The currency markets had been hoping the RBI would defend the currency with an interest rate hike. Ashhish Vaidya, MD and head – trading and money markets, DBS Bank India, said that the market was expecting atleast a 25 bps hike if not more in support of the rupee.
“The immediate sell off of the rupee on Friday was completely on account of the MPC not hiking rates and hereon it will be key to track the Brent crude oil prices, US treasury yields and the other global factors that will drive the rupee. The MPC made it very clear that their mandate is to target the inflation.” he said.
Kamal Mahajan, head of treasury and global markets, Bank of Baroda, believes that the market has read too much into the RBI’s statement and in the past 20 years, the RBI has never said it would target a specific value for the rupee.
“RBI is clear it only smoothens volatility. Looking at the non-convertible nature of our capital account, experts argue that our rupee rate is not that elastic to change in interest rates, meaning no increase in the repo rate should not be seen as a negative or a positive for the currency especially when our bond rates are already positive in terms of spreads over the repo-rate. So, from the rupee’s angle there was not much of a scope for the MPC to hike rates,” Mahajan said.
With importers rushing to cover, the premium on one-month forward contracts jumped 21 basis points (bps), over Thursday’s close to 4.91% during Friday’s trading session, before it cooled off to close at 4.69%. On August 1, the premium on the one-month forward contract was around 4.36%.
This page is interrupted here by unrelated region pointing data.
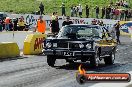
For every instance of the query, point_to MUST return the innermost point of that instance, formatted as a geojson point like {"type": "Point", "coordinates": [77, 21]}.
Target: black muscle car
{"type": "Point", "coordinates": [81, 42]}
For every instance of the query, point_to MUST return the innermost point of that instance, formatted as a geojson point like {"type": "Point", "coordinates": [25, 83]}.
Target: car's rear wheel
{"type": "Point", "coordinates": [94, 61]}
{"type": "Point", "coordinates": [51, 60]}
{"type": "Point", "coordinates": [110, 59]}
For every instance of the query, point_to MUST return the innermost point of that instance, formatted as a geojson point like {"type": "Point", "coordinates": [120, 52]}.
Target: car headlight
{"type": "Point", "coordinates": [88, 46]}
{"type": "Point", "coordinates": [81, 45]}
{"type": "Point", "coordinates": [48, 45]}
{"type": "Point", "coordinates": [54, 44]}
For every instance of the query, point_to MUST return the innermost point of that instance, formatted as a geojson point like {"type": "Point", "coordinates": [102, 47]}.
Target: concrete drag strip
{"type": "Point", "coordinates": [129, 84]}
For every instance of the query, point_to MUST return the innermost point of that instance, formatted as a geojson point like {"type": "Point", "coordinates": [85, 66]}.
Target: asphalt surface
{"type": "Point", "coordinates": [33, 71]}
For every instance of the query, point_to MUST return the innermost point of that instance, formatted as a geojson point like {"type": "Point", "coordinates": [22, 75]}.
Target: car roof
{"type": "Point", "coordinates": [82, 25]}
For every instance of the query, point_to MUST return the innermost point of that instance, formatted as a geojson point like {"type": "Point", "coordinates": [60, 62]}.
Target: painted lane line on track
{"type": "Point", "coordinates": [113, 84]}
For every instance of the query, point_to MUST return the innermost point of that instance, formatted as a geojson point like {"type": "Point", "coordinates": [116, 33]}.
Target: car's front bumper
{"type": "Point", "coordinates": [68, 53]}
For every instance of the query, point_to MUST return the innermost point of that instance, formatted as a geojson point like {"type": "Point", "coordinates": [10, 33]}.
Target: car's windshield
{"type": "Point", "coordinates": [82, 31]}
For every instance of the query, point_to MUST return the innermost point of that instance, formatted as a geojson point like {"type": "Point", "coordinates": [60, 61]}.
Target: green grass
{"type": "Point", "coordinates": [29, 6]}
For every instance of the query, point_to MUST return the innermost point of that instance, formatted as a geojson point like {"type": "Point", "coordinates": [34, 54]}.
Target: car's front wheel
{"type": "Point", "coordinates": [110, 59]}
{"type": "Point", "coordinates": [51, 60]}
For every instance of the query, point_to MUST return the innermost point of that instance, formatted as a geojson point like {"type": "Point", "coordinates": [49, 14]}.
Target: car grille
{"type": "Point", "coordinates": [65, 45]}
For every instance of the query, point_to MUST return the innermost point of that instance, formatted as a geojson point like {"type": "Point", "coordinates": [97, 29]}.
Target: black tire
{"type": "Point", "coordinates": [94, 61]}
{"type": "Point", "coordinates": [51, 60]}
{"type": "Point", "coordinates": [110, 59]}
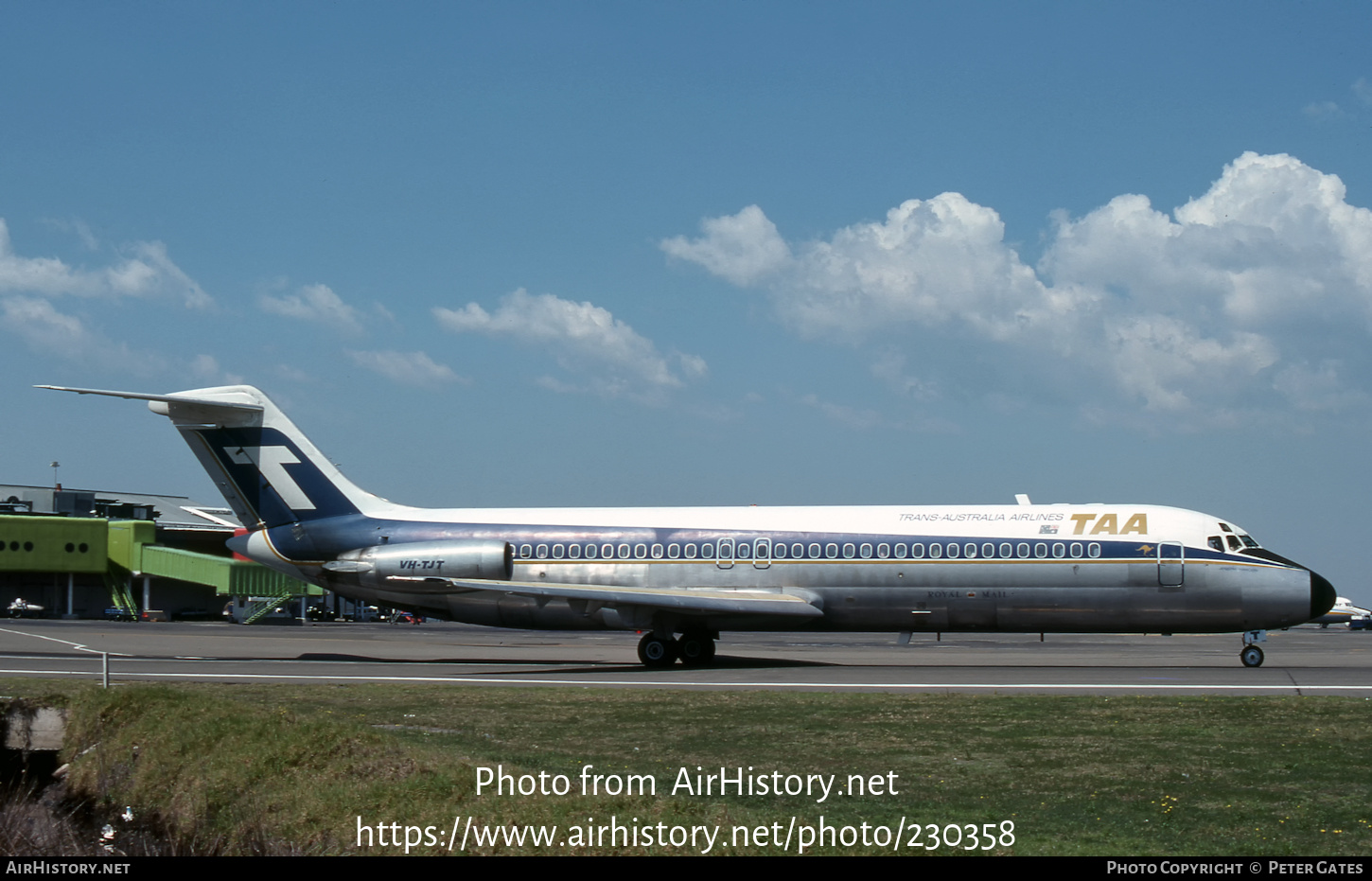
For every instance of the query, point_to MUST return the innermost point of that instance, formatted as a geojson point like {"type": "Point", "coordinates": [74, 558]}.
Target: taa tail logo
{"type": "Point", "coordinates": [272, 461]}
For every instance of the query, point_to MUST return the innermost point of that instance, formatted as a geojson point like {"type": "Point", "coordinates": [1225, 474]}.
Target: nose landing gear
{"type": "Point", "coordinates": [1252, 655]}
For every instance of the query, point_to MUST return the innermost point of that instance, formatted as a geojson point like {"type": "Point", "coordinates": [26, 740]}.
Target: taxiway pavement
{"type": "Point", "coordinates": [1298, 661]}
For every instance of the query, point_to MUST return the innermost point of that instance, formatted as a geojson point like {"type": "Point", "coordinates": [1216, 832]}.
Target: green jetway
{"type": "Point", "coordinates": [122, 549]}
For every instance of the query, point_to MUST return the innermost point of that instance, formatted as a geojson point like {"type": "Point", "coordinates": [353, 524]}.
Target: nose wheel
{"type": "Point", "coordinates": [1252, 655]}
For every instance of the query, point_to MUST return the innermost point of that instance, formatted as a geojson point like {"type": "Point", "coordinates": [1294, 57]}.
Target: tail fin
{"type": "Point", "coordinates": [269, 472]}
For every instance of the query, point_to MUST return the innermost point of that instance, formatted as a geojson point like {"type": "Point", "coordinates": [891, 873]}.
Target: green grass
{"type": "Point", "coordinates": [276, 768]}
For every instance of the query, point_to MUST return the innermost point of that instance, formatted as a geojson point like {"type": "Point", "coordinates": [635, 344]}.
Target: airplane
{"type": "Point", "coordinates": [1344, 612]}
{"type": "Point", "coordinates": [683, 575]}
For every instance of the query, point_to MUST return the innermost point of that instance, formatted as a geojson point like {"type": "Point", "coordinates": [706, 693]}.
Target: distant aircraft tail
{"type": "Point", "coordinates": [265, 467]}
Patel clarified that the mandate of the MPC is a legislated one and it is a flexible inflation targeting mandate at 4% with a band of +/- 2%. “We had two rate hikes in the space of literally two months and today’s stance of a calibrated tightening essentially means, in this rate cycle, a rate cut is off the table and we are not bound to increase rates at every meeting because that is not required given our inflation outlook and forecast at this point in time. As new data comes in, we would look into changing our policies accordingly but a calibrated tightening is the appropriate stance at this point in time,” Patel said.
On Friday, the dollex had risen to levels of 95.71 levels before softening somewhat. Nonetheless, the dollex was stronger than the 95.29 levels on Monday; in early August the dollex was ruling at around 94.66. The dollar has been strengthening given the US Federal Reserve has been raising interest rates and has declared its intention to raise them further.
Manish Wadhawan, MD and head of fixed income, HSBC India, had earlier told FE that India may need durable long term funds and NRI bonds seem to fit well in this situation. “The possibility of issuance of NRI bonds is not ruled out primarily because our current account deficit (CAD) as we face a mismatch due to the foreign institutional investors (FII) flows,” he said.
The currency has lost 7.3% since August 1 and around 13.5% since January.